Scouting et adaptation en tournoi TFT
Le scouting est la compétence qui sépare le plus nettement le joueur de ladder du joueur de tournoi. Sur le ladder, beaucoup de joueurs ne regardent jamais les autres boards. En tournoi, c’est une faute stratégique.
- Identifier dès le stage 2-1 quels joueurs accumulent les mêmes champions que vous, pour anticiper la contestation et décider de pivoter tôt plutôt que tard
- Repérer les compositions adverses pour adapter le positionnement (placer le carry à l’opposé de l’assassin adverse, par exemple)
- Surveiller les niveaux d’économie de la table pour savoir qui va monter en niveau rapidement et quand la pression va augmenter
Le scouting ne demande pas de talent particulier, mais de la discipline. Les joueurs qui performent en tournoi intègrent un cycle de scouting régulier à chaque début de round de planification.

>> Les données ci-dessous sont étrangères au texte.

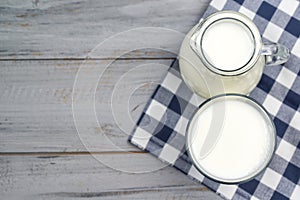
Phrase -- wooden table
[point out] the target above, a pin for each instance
(45, 154)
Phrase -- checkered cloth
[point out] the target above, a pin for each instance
(161, 128)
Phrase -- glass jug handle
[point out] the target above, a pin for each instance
(275, 54)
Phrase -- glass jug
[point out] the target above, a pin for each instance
(224, 53)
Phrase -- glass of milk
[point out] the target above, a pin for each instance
(231, 138)
(224, 53)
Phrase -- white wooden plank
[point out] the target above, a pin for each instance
(83, 176)
(71, 29)
(36, 104)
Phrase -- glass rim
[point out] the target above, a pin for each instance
(221, 15)
(249, 176)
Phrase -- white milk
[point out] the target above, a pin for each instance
(244, 143)
(228, 44)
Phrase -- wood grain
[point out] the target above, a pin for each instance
(36, 104)
(85, 177)
(71, 29)
(43, 153)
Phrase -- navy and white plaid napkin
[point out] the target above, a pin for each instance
(161, 128)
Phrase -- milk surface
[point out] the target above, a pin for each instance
(244, 141)
(227, 44)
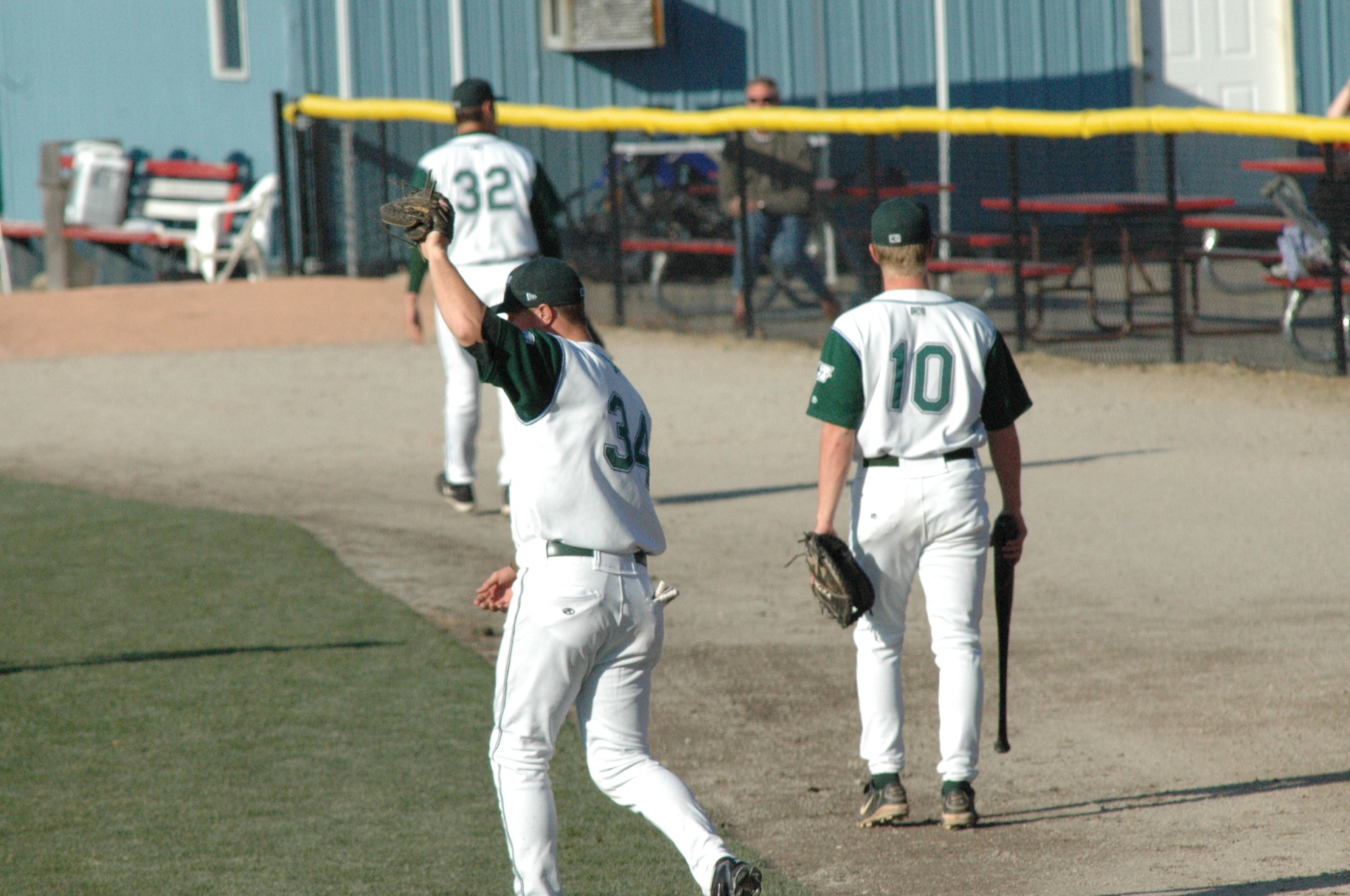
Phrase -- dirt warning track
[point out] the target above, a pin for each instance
(1181, 683)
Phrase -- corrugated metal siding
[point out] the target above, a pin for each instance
(137, 72)
(1037, 55)
(1322, 38)
(1027, 53)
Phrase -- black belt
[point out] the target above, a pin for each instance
(564, 550)
(961, 454)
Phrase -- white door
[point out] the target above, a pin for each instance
(1229, 55)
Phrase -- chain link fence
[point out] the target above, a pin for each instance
(1123, 249)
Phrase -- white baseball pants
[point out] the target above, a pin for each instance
(584, 631)
(927, 517)
(462, 385)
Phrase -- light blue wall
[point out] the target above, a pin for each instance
(1322, 34)
(138, 72)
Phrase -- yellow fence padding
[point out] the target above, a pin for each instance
(1087, 123)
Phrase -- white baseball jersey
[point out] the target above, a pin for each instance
(491, 183)
(584, 474)
(917, 374)
(920, 376)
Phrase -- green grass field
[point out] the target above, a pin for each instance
(196, 702)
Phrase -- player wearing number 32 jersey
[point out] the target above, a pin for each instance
(912, 384)
(504, 217)
(583, 627)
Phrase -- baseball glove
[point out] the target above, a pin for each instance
(418, 215)
(838, 582)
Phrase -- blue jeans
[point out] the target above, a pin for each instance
(786, 240)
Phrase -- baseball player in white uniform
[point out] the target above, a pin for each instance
(912, 384)
(504, 215)
(584, 627)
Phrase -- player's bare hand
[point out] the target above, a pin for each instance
(1013, 550)
(434, 245)
(496, 593)
(412, 318)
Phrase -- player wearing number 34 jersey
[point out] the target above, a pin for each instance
(912, 384)
(584, 627)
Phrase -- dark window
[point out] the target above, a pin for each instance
(229, 40)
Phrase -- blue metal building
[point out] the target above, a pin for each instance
(145, 72)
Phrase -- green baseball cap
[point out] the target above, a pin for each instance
(901, 222)
(470, 94)
(542, 281)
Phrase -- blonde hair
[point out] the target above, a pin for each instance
(904, 261)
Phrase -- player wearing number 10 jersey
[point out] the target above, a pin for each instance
(915, 383)
(504, 217)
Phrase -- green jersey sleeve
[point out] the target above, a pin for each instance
(545, 208)
(527, 365)
(1005, 396)
(838, 397)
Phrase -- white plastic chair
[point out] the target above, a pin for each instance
(213, 245)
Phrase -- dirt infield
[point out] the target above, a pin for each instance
(1181, 677)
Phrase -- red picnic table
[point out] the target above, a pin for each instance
(1120, 211)
(1297, 167)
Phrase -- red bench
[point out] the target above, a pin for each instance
(165, 203)
(165, 199)
(1031, 271)
(676, 248)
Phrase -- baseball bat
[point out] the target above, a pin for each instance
(1005, 531)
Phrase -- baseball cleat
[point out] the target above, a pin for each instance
(734, 878)
(884, 806)
(460, 497)
(959, 806)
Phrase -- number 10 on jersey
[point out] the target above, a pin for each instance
(932, 366)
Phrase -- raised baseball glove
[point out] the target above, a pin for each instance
(838, 582)
(418, 215)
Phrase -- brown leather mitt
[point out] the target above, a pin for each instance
(418, 215)
(838, 582)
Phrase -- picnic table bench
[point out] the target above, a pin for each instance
(180, 204)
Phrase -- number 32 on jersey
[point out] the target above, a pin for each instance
(932, 374)
(631, 450)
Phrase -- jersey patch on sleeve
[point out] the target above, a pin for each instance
(838, 397)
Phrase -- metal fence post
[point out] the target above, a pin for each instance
(1016, 231)
(1170, 152)
(279, 123)
(348, 134)
(306, 226)
(384, 175)
(874, 199)
(743, 248)
(56, 249)
(616, 227)
(1339, 306)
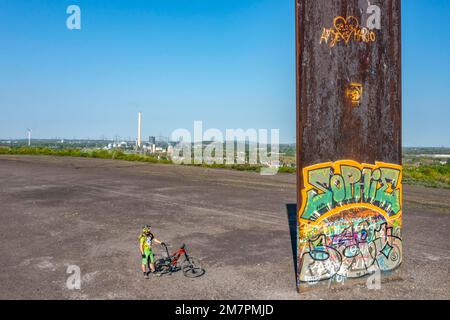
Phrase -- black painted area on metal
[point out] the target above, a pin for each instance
(329, 127)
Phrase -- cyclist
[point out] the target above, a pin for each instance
(146, 240)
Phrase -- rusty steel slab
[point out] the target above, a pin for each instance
(348, 138)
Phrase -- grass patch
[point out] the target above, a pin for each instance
(100, 154)
(437, 176)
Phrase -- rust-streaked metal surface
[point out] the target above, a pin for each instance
(329, 128)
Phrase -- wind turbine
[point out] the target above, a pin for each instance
(29, 136)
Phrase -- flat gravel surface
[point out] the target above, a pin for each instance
(57, 212)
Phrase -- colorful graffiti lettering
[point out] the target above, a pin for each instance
(346, 29)
(331, 185)
(351, 220)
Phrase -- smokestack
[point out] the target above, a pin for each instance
(139, 130)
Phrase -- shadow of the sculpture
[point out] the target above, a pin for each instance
(291, 210)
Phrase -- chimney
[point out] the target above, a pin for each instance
(139, 130)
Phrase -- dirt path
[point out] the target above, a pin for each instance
(57, 212)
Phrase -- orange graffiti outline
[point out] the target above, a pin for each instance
(337, 167)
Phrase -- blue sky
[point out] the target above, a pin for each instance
(229, 63)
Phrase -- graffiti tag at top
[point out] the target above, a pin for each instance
(346, 29)
(333, 185)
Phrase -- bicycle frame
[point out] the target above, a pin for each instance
(176, 256)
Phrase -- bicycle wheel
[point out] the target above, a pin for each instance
(191, 268)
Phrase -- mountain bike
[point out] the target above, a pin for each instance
(180, 260)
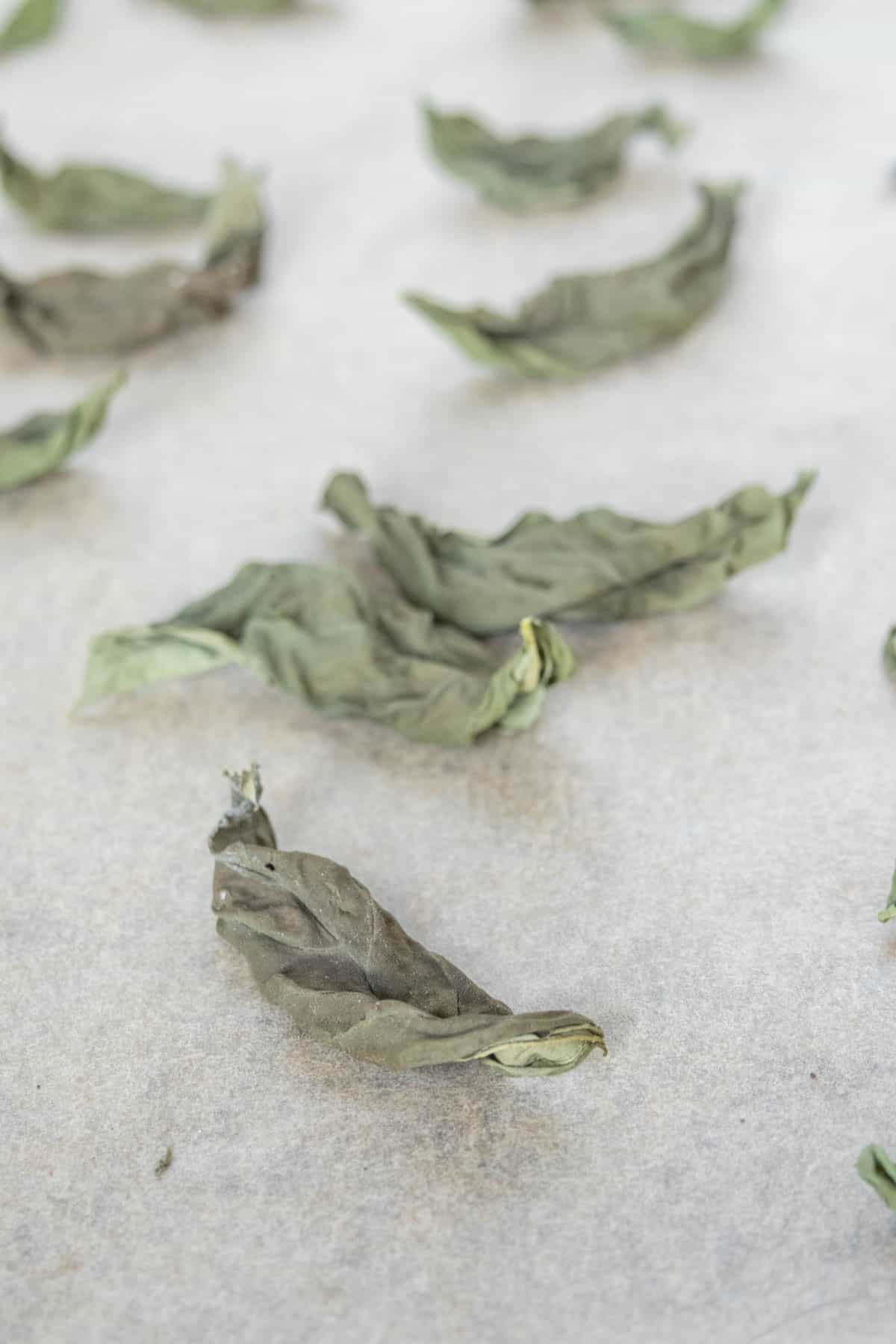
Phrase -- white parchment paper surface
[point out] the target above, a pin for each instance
(692, 843)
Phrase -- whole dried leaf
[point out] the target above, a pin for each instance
(581, 324)
(595, 566)
(43, 443)
(321, 947)
(93, 198)
(879, 1169)
(319, 635)
(677, 34)
(30, 23)
(234, 8)
(84, 312)
(889, 652)
(531, 172)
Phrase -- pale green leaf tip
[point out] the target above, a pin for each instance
(732, 190)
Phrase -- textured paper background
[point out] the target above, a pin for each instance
(691, 846)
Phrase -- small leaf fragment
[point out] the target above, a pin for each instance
(583, 323)
(889, 652)
(164, 1162)
(594, 566)
(234, 8)
(43, 443)
(316, 633)
(531, 172)
(94, 198)
(677, 34)
(326, 951)
(33, 22)
(84, 312)
(879, 1171)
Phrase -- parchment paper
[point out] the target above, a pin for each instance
(689, 847)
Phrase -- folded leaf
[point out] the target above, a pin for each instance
(879, 1169)
(92, 198)
(595, 566)
(84, 312)
(316, 633)
(43, 443)
(320, 947)
(889, 652)
(583, 323)
(30, 23)
(529, 172)
(231, 8)
(676, 34)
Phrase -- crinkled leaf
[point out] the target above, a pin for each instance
(84, 312)
(889, 909)
(321, 947)
(595, 566)
(93, 198)
(529, 172)
(319, 635)
(889, 652)
(30, 23)
(582, 323)
(677, 34)
(43, 443)
(234, 8)
(879, 1169)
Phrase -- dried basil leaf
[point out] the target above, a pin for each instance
(93, 198)
(889, 652)
(319, 635)
(583, 323)
(30, 23)
(321, 947)
(43, 443)
(233, 8)
(879, 1169)
(676, 34)
(595, 566)
(529, 172)
(85, 312)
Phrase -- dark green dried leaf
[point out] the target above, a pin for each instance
(320, 947)
(234, 8)
(581, 324)
(319, 635)
(680, 35)
(84, 312)
(93, 198)
(879, 1169)
(595, 566)
(531, 172)
(43, 443)
(30, 23)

Préparer sa line-up TFT avant le jour du tournoi
La préparation ne commence pas le jour J. Elle se décompose en plusieurs phases concrètes dans les semaines qui précèdent.
La première phase consiste à identifier la méta du patch en cours. Les tier lists restent utiles pour cela : elles indiquent quelles compositions seront populaires, donc contestées. Le but n’est pas de copier la tier list, mais de cartographier ce que la majorité des joueurs va jouer.
La deuxième phase est l’entraînement ciblé. Plutôt que de jouer des dizaines de parties en ranked sans objectif, chaque session devrait se concentrer sur un scénario précis :
- Forcer la composition principale pendant cinq parties pour affiner le positionnement et les seuils de reroll
- Jouer cinq parties en mode « flex pur » sans plan prédéfini, pour entraîner la lecture du board et la capacité de pivot
- Simuler un scénario de contestation en forçant le plan B dès le départ, même quand la composition principale est ouverte
La troisième phase est la revue des VODs. Les récapitulatifs d’événements sur la scène esport française montrent régulièrement que les joueurs récompensés maîtrisent l’adaptation, pas le spam d’une seule comp. Analyser comment un joueur a pivoté en demi-finale apporte plus qu’une heure de ladder.

Gérer la pression et le format de scoring en tournoi TFT
Les formats de tournoi varient, mais la plupart attribuent des points selon le classement à chaque partie. Un top 1 rapporte beaucoup, mais un top 4 régulier sur plusieurs parties peut suffire à atteindre la finale.
Cette réalité change la prise de risque. Sur le ladder, un joueur peut se permettre de « fast 8 » agressivement et finir huitième une partie sur trois, parce que le volume de parties compense. En tournoi, chaque huitième place pèse lourd. La régularité prime sur les coups d’éclat.
Adapter sa line-up à cette contrainte signifie inclure au moins une ligne de jeu « safe » qui garantit un top 4 dans la majorité des scénarios, quitte à sacrifier le potentiel de top 1. Les joueurs qui construisent leur line-up uniquement autour de compositions à haut plafond mais à plancher bas prennent un risque disproportionné sur un format court.
La préparation d’une line-up TFT solide pour un tournoi en 2026 se résume à un équilibre entre maîtrise technique de deux ou trois compositions, discipline de scouting, et acceptation que le top 4 constant vaut plus qu’un top 1 isolé suivi de trois éliminations précoces.